Even energy companies that don’t convert to MLPs still can take advantage of an array of tax breaks, so they might not end up sending much to Uncle Sam anyway. “The government is not giving up much tax revenue on these structures,” says Tim Finn, a lawyer at Latham & Watkins that specializes in MLPs. “The main reason companies form MLPs is so they can sell off these assets and get a higher valuation for them.”
But there most certainly seems to be a tax benefit as well. At the very least, becoming an MLP cuts out a layer of corporate taxation that companies would normally have to pay on that income. And Burke says a growing number of hedge funds and pension funds are making their investments into MLPs through shell companies that allow them to avoid paying some or all of the taxes on their MLP investments. What’s more, some energy companies do a follow-on IPO where they turn their remaining ownership stake into another separate MLP, cutting their tax bill further.

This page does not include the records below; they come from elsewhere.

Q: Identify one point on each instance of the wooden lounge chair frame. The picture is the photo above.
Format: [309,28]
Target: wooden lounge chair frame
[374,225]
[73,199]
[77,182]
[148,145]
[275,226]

MLP critics say the idea that the companies wouldn’t pay more if they were typical filers is based on the current tax code. Both sides of the corporate tax debate agree that we need to eliminate deductions in order to lower the overall tax rate companies pay. Cutting out deductions is likely to hit energy companies more than others.
SunCoke, which produces a raw material that is used to fuel blast furnaces that turn iron ore into steel, went public earlier this year as an MLP. According to its offering statements, the company said it paid $10 million in taxes in the first half of 2012, an effective tax rate of 30%. After converting to an MLP, SunCoke (SXC) said it expected its tax bill to drop to zero.
“Why would you let a whole sector get out of paying taxes?” says Burke. “That’s going to make it a lot harder to reduce the rate on everyone else.”